The essence of the term is the activity of driving out differences, as opposed to the natural tendency to do so.

==Stifling innovation==
===Underlying issues===
Within any corporation, managers are presented with new projects and have to gain funding and staffing resources to implement them. These projects may be organizational in nature, implementing a new sales and inventory system for instance, or product related, like manufacturing and marketing a new toy. The process of introducing and implementing new ideas is a well studied area of business theory.

At any point in time, any particular manager might be presented with several new ideas, and has to choose which among these to promote. Implementation carries with it certain risks, both outright failure of the initiative, or through opportunity costs when some other initiative is not carried out due to conflicting needs or lack of resources. In larger companies, many managers will present ideas that have to compete for larger pools of resources, as decided on by upper management. Corporations normally have well-defined procedures for assessing these proposals, in order to decide among the many concepts so the most rewarding and viable projects gain support.

In an ideal corporation, the company would attempt to assess the proposal and decide whether or not to fund it based solely on its merits. Under these circumstances, it would be expected that most errors in this process would be the rejection of good ideas, rather than the approval of bad ones. This is because large corporations are typically dedicated to certain markets, and dedicate a large amount of their resources to improving the processes that address those markets in order to improve efficiency as well as competitiveness. Ideas for new products or markets are generally more risky, or at least more difficult to assess, than ideas that apply to the existing corporation, which is better understood. That is, corporations tend to focus on "exploitation", to the detriment of "exploration".

===Manifestation and examples===
Real-world companies rarely act in a manner that one might consider "ideal". Among the many problems that might cause a good idea to be rejected are a lack of resources, a lack of market understanding, and any number of external or internal factors. Corporate immune response may be one of these internal factors, manifesting itself as internecine fighting between divisions, or simply the rejection of ideas from divisions that are "too different" to be understood. In this context, it could be any of "the set of organizational forces that suppress the advancement of creation-oriented activities such as initiatives."

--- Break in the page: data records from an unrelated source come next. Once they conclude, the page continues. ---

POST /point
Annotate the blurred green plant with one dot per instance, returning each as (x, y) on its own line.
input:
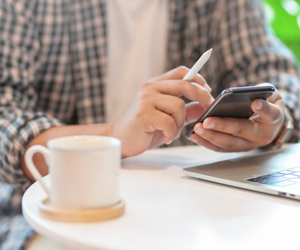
(283, 16)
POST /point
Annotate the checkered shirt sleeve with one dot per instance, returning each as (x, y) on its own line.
(53, 64)
(19, 120)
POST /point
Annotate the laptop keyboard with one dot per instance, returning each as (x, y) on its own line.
(282, 178)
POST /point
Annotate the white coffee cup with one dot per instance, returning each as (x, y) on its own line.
(84, 171)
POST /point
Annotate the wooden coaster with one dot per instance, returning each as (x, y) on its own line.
(90, 215)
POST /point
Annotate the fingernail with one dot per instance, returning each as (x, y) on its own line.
(168, 143)
(210, 125)
(259, 105)
(199, 131)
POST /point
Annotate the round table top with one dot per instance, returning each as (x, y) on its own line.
(167, 210)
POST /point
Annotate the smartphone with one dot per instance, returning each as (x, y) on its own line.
(235, 102)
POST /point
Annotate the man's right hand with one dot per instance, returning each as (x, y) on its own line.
(156, 115)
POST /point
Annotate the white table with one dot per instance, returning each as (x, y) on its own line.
(166, 210)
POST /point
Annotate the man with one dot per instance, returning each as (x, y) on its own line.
(83, 67)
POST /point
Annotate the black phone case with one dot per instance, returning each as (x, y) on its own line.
(235, 102)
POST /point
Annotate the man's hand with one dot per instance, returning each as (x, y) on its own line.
(232, 134)
(157, 114)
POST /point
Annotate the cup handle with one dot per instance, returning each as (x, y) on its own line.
(31, 167)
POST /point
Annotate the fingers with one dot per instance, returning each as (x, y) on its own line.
(234, 134)
(268, 112)
(190, 90)
(162, 122)
(172, 106)
(179, 73)
(193, 111)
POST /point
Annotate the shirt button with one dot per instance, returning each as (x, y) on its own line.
(195, 55)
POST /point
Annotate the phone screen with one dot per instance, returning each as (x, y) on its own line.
(235, 102)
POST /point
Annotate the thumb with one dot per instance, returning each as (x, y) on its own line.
(193, 111)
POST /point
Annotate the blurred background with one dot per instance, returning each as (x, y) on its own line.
(283, 17)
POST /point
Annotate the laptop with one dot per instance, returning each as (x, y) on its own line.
(274, 172)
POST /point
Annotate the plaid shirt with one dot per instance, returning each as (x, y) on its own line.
(53, 58)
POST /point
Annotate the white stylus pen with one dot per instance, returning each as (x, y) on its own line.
(198, 65)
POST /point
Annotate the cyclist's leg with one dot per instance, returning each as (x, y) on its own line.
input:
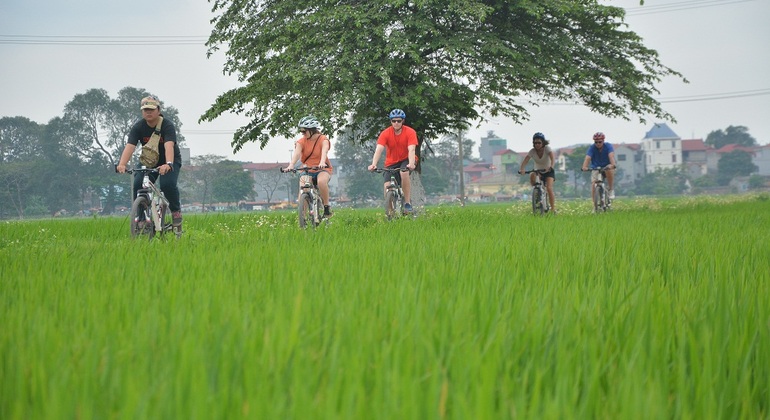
(137, 184)
(595, 176)
(406, 182)
(549, 188)
(168, 184)
(323, 186)
(610, 179)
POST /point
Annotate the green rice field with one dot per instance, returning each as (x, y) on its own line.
(659, 309)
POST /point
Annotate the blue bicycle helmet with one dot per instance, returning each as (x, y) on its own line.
(309, 122)
(397, 113)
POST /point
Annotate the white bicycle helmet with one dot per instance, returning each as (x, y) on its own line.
(309, 122)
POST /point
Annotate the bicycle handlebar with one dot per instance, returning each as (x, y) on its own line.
(594, 168)
(140, 170)
(539, 171)
(381, 170)
(302, 169)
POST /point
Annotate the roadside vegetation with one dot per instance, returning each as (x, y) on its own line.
(657, 309)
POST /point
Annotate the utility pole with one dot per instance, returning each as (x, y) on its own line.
(462, 173)
(288, 183)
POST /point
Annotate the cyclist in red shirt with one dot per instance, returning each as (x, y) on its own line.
(399, 141)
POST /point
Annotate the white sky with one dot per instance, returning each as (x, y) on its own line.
(719, 45)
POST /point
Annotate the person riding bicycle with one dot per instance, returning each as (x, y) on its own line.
(169, 162)
(599, 155)
(312, 149)
(399, 141)
(542, 156)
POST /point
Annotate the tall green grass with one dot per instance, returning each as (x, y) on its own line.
(658, 309)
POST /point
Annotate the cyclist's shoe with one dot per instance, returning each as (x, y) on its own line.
(176, 222)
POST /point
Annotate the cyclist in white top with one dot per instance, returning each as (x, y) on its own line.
(542, 155)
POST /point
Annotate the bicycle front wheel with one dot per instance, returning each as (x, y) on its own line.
(598, 198)
(305, 210)
(165, 217)
(391, 205)
(141, 220)
(537, 202)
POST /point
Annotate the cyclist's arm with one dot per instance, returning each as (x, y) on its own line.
(411, 164)
(295, 156)
(128, 151)
(168, 146)
(586, 161)
(523, 164)
(376, 158)
(324, 152)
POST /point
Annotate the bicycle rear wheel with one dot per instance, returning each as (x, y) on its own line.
(598, 198)
(141, 220)
(305, 210)
(537, 202)
(391, 205)
(165, 218)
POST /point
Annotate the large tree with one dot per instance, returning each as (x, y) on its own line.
(732, 135)
(446, 63)
(735, 163)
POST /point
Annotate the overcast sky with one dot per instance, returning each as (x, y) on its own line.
(50, 53)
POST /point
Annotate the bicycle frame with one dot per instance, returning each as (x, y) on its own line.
(394, 193)
(310, 202)
(601, 199)
(540, 202)
(158, 206)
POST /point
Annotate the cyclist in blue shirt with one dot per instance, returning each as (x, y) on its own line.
(599, 155)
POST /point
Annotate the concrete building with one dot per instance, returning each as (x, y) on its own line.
(694, 158)
(490, 145)
(662, 148)
(630, 162)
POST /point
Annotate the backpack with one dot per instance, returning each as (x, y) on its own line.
(150, 152)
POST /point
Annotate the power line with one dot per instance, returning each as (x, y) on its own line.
(691, 98)
(675, 7)
(101, 40)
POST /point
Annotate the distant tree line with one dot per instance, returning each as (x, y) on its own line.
(66, 166)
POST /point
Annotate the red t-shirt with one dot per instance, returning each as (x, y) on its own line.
(396, 146)
(311, 151)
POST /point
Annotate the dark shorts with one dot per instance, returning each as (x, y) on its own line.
(550, 174)
(314, 175)
(400, 165)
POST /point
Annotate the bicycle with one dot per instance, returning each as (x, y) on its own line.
(600, 196)
(310, 207)
(540, 202)
(150, 214)
(394, 194)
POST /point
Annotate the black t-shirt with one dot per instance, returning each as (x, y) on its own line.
(141, 132)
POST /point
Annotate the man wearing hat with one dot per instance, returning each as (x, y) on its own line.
(170, 161)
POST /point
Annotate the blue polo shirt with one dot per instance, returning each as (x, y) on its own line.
(600, 158)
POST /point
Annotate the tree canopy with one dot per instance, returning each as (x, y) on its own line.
(731, 135)
(446, 63)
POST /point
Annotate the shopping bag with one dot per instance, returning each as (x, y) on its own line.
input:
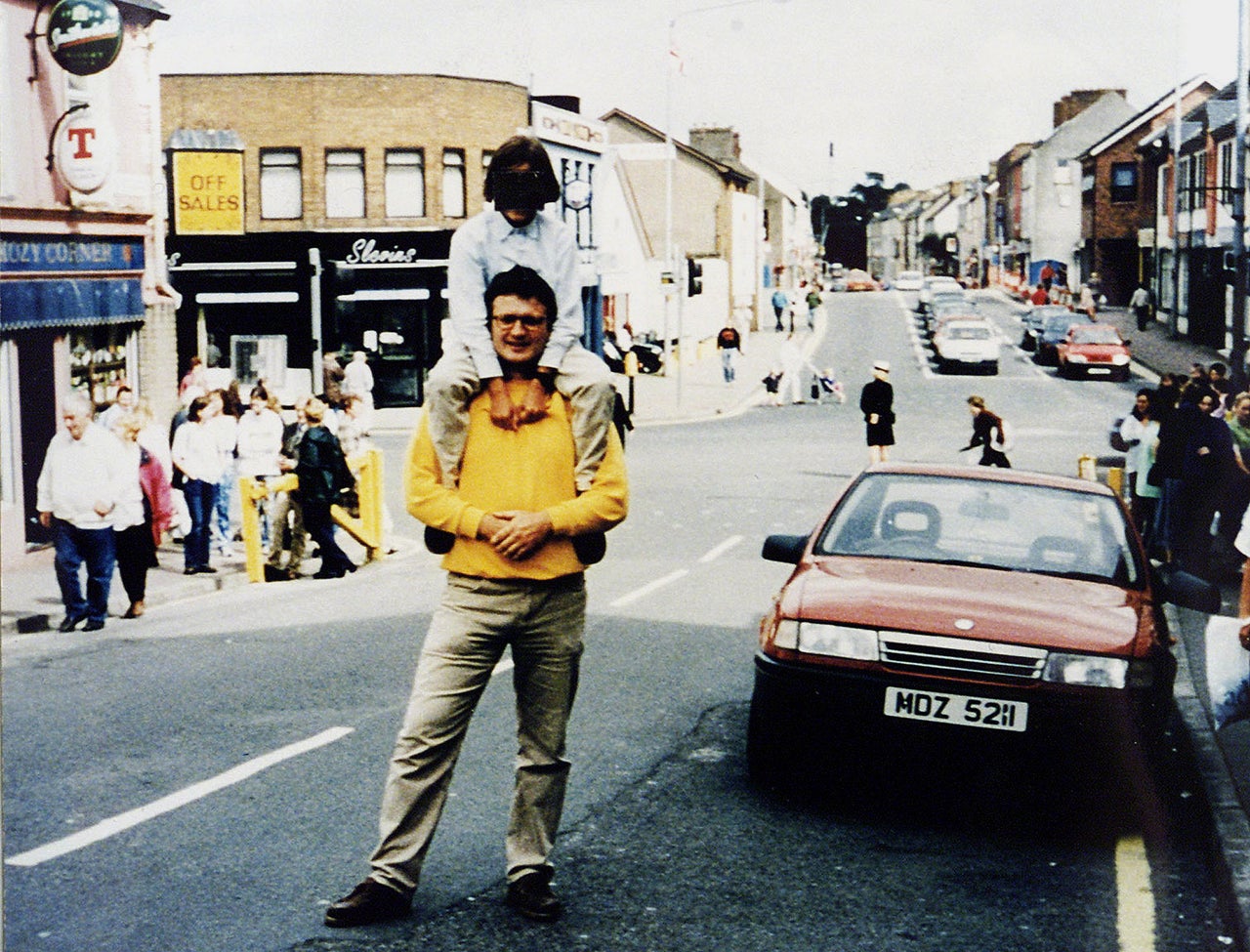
(1228, 669)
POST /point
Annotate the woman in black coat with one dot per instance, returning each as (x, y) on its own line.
(876, 403)
(324, 477)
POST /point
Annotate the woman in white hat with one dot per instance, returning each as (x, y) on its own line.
(876, 403)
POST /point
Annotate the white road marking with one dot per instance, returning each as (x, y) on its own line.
(650, 588)
(196, 791)
(1135, 901)
(720, 550)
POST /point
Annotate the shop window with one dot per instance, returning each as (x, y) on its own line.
(405, 184)
(281, 190)
(453, 183)
(344, 184)
(1124, 182)
(98, 361)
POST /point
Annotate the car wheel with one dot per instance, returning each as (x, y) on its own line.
(771, 741)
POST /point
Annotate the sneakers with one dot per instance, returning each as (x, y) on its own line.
(367, 903)
(531, 896)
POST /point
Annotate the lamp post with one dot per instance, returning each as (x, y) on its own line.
(670, 157)
(1237, 352)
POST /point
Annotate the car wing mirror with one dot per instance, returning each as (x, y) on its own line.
(784, 549)
(1187, 591)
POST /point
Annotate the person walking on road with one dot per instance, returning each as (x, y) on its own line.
(780, 302)
(876, 403)
(989, 433)
(516, 581)
(78, 490)
(729, 343)
(1141, 307)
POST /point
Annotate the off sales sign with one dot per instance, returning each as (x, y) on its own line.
(208, 192)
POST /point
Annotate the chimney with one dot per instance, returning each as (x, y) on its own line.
(1078, 102)
(717, 143)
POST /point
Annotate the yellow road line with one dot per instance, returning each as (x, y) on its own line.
(1135, 899)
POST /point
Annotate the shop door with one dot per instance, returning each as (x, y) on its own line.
(400, 339)
(36, 396)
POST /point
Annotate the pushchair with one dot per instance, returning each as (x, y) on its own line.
(826, 385)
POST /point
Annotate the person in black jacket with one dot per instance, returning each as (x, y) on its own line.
(876, 403)
(324, 477)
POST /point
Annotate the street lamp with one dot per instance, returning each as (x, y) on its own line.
(669, 166)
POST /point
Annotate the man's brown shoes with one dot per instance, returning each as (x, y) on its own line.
(367, 903)
(531, 896)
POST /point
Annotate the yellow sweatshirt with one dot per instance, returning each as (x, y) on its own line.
(527, 469)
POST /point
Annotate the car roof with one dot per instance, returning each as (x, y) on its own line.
(1025, 477)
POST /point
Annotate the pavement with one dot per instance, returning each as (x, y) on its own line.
(697, 393)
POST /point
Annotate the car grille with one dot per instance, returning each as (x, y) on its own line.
(960, 657)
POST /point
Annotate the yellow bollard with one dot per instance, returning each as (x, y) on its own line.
(1115, 479)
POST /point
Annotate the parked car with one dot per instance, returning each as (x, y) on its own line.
(944, 304)
(1034, 318)
(1094, 350)
(930, 286)
(1053, 331)
(860, 280)
(909, 281)
(1004, 608)
(967, 343)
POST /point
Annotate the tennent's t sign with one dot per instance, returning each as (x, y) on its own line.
(84, 36)
(208, 192)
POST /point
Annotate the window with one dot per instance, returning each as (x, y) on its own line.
(1124, 182)
(405, 184)
(281, 190)
(453, 183)
(344, 184)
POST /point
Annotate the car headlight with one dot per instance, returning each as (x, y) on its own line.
(1090, 670)
(838, 642)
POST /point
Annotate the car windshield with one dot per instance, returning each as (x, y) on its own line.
(1095, 334)
(968, 332)
(984, 523)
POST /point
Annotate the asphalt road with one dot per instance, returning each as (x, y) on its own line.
(665, 844)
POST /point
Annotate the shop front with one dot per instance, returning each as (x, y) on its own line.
(272, 307)
(70, 310)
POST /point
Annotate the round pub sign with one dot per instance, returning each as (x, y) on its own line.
(84, 36)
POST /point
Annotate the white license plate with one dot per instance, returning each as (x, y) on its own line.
(956, 709)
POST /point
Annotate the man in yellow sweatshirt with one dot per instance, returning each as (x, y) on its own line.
(514, 580)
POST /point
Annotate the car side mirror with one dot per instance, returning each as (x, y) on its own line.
(784, 549)
(1187, 591)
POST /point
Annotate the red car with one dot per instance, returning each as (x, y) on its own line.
(1003, 607)
(1094, 350)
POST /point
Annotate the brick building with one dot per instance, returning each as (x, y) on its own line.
(312, 214)
(81, 303)
(1117, 197)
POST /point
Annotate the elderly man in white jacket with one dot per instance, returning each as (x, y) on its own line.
(83, 478)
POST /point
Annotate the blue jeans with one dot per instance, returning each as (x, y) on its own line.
(200, 500)
(75, 546)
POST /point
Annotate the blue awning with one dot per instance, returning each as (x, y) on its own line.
(72, 303)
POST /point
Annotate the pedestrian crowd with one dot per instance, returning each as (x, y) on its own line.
(115, 481)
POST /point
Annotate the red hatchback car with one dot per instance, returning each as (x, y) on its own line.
(1003, 606)
(1093, 350)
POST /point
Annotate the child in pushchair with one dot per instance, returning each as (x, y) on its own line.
(829, 385)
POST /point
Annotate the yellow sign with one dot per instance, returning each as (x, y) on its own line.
(208, 192)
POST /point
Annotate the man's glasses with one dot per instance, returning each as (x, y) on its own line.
(527, 321)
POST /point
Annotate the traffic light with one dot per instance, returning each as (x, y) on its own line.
(694, 277)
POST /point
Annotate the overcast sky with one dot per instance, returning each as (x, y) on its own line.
(919, 90)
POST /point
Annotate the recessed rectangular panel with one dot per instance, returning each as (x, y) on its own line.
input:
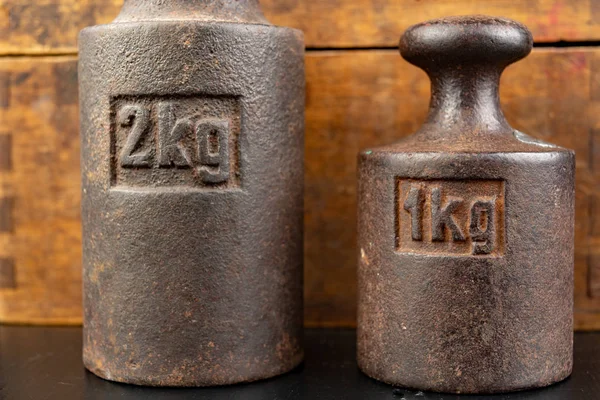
(450, 217)
(189, 141)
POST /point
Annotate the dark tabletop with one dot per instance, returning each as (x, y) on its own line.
(45, 364)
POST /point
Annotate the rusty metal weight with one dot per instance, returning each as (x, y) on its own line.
(192, 153)
(466, 230)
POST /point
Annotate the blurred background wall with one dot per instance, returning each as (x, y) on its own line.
(360, 94)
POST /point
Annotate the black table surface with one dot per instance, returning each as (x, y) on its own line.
(45, 364)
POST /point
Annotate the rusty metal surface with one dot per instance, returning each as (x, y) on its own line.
(466, 230)
(192, 156)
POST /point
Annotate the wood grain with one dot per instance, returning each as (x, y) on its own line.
(51, 26)
(40, 241)
(356, 99)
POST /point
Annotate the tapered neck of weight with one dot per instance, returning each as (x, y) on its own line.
(237, 11)
(467, 99)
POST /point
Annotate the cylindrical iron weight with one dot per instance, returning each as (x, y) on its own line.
(192, 129)
(466, 230)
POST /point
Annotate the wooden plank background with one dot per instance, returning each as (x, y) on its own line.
(360, 94)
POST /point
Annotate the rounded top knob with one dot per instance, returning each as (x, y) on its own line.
(466, 40)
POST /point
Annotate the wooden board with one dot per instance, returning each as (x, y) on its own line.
(356, 99)
(40, 241)
(51, 26)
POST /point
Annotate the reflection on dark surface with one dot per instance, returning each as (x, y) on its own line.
(45, 363)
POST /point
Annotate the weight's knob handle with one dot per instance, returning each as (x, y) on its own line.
(464, 58)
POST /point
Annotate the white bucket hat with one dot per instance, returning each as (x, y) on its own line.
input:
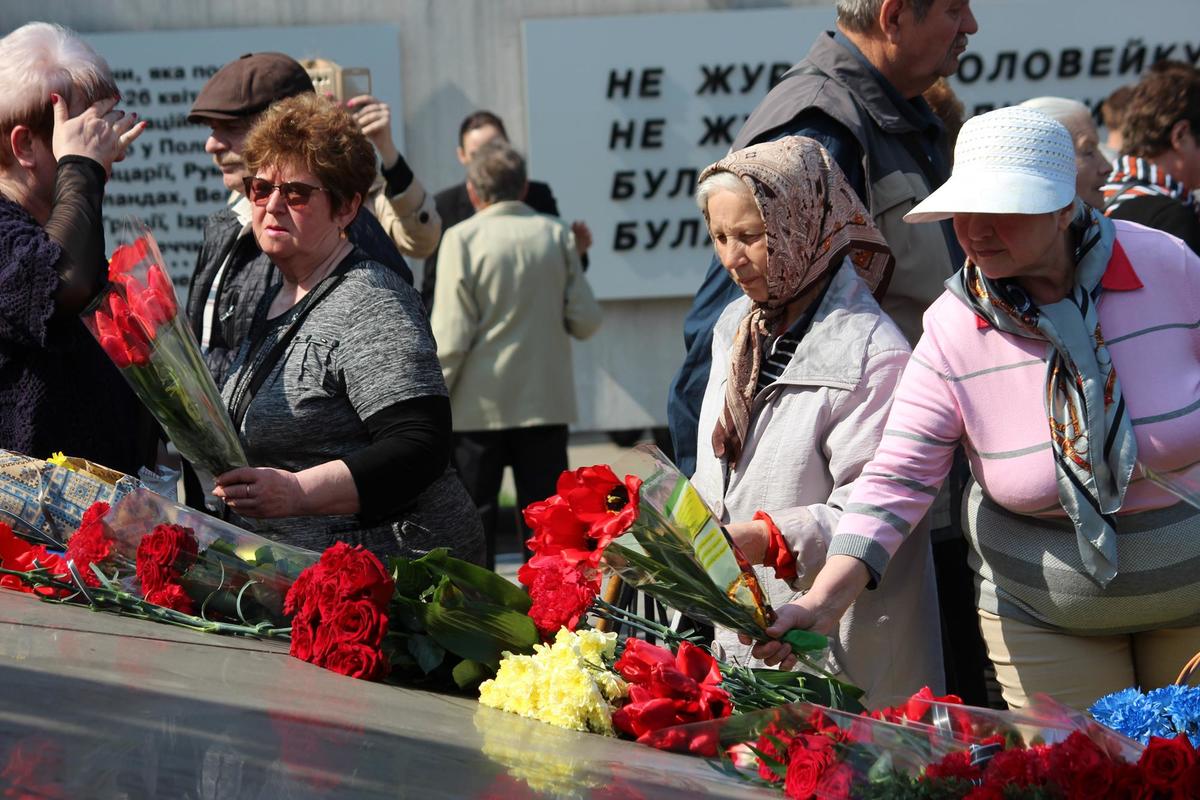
(1009, 161)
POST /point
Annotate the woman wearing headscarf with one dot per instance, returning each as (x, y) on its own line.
(804, 368)
(1065, 355)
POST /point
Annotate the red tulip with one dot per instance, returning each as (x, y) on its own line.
(121, 335)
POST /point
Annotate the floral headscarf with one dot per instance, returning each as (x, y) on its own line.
(813, 220)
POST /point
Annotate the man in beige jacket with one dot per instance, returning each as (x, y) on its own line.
(510, 293)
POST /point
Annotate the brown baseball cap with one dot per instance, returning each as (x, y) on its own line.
(249, 85)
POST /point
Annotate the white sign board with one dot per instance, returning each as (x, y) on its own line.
(167, 179)
(625, 110)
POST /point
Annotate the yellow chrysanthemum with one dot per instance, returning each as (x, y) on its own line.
(564, 684)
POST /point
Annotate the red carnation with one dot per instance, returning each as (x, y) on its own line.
(1128, 785)
(1091, 781)
(561, 594)
(606, 505)
(165, 554)
(358, 621)
(363, 576)
(1011, 768)
(558, 533)
(171, 596)
(357, 661)
(955, 765)
(809, 757)
(22, 557)
(90, 543)
(1167, 761)
(669, 690)
(304, 637)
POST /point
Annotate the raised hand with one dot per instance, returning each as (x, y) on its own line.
(375, 120)
(101, 132)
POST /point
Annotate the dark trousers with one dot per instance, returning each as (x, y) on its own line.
(537, 455)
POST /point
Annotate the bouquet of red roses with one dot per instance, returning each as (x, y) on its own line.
(148, 557)
(339, 611)
(931, 747)
(435, 619)
(138, 324)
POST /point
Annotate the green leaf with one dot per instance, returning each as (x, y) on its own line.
(264, 554)
(805, 641)
(485, 583)
(468, 674)
(429, 654)
(221, 546)
(408, 614)
(411, 576)
(477, 630)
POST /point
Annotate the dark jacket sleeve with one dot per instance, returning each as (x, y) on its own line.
(366, 232)
(409, 449)
(77, 226)
(1163, 214)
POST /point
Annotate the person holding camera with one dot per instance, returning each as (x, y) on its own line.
(396, 198)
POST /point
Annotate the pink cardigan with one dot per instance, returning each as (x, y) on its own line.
(969, 382)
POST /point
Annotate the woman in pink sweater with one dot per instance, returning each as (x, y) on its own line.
(1062, 356)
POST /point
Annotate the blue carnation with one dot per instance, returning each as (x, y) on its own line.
(1129, 713)
(1180, 705)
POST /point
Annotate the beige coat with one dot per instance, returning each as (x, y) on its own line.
(810, 435)
(411, 218)
(510, 294)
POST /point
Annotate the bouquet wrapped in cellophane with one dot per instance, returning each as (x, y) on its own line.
(138, 324)
(106, 541)
(927, 747)
(677, 552)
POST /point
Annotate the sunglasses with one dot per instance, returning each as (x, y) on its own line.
(295, 194)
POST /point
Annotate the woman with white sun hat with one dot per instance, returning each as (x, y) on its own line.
(1063, 355)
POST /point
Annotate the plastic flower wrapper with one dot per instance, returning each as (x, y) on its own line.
(148, 557)
(1162, 713)
(1043, 721)
(226, 572)
(45, 500)
(677, 552)
(138, 324)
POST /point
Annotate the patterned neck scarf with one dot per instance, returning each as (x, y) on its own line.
(1134, 176)
(1090, 428)
(813, 221)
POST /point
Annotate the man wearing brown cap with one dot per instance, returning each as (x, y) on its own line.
(232, 274)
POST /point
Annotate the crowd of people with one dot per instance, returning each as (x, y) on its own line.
(925, 372)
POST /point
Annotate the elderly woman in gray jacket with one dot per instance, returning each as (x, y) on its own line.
(804, 368)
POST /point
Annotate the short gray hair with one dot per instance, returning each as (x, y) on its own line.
(721, 181)
(861, 16)
(497, 172)
(37, 59)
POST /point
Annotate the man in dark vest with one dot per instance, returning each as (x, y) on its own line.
(858, 94)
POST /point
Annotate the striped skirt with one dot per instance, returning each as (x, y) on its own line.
(1029, 569)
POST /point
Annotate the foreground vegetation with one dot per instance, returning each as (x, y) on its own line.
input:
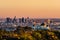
(30, 35)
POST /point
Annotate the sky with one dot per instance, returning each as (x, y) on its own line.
(30, 8)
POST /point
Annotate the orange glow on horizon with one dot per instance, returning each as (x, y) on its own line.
(30, 8)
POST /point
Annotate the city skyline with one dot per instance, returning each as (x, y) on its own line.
(30, 8)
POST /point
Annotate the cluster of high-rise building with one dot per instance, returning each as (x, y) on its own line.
(34, 23)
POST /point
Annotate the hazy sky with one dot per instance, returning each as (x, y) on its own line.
(30, 8)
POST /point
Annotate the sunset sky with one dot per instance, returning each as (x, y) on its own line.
(30, 8)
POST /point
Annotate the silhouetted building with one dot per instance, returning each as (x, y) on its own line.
(23, 20)
(15, 20)
(20, 20)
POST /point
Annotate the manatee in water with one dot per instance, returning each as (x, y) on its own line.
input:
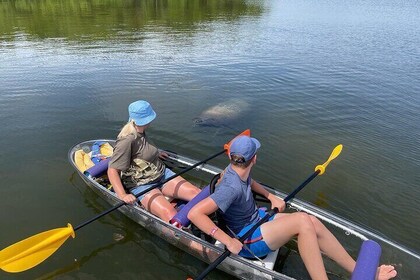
(222, 113)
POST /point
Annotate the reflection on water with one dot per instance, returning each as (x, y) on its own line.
(312, 73)
(83, 21)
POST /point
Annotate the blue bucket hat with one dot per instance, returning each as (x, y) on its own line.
(141, 112)
(244, 146)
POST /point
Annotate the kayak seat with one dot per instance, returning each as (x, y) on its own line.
(269, 260)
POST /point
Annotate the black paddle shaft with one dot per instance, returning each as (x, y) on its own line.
(247, 234)
(148, 189)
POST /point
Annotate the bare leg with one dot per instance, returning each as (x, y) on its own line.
(180, 188)
(386, 272)
(157, 204)
(279, 231)
(329, 244)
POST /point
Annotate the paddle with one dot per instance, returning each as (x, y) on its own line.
(32, 251)
(319, 170)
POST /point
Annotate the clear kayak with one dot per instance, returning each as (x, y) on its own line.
(282, 264)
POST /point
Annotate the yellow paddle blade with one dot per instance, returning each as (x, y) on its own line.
(334, 154)
(33, 250)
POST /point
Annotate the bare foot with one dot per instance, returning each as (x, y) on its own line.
(386, 272)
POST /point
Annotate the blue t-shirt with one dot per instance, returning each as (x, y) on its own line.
(234, 198)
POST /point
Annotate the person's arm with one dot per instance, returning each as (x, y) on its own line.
(115, 179)
(275, 200)
(199, 215)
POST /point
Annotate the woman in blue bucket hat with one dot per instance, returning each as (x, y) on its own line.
(136, 165)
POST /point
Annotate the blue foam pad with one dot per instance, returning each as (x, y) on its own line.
(367, 261)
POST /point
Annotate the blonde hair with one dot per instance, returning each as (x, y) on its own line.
(128, 128)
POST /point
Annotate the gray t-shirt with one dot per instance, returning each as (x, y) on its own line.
(137, 159)
(234, 198)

Apple Computer has been a common example of the corporate immune response in action. During the late 1980s and the 1990s in particular, many ideas were promoted within the company, only to face severe attacks by other groups within the company. Many of these attacks were not based on real problems with the ideas, but more typically a perceived threat to the sales of an existing product. For instance, the Newton faced enormous problems within the company and almost caused its inventor to quit the company. Other frequently-cited examples in computing include Taligent, OpenDoc, Workplace OS, and the Star Trek project.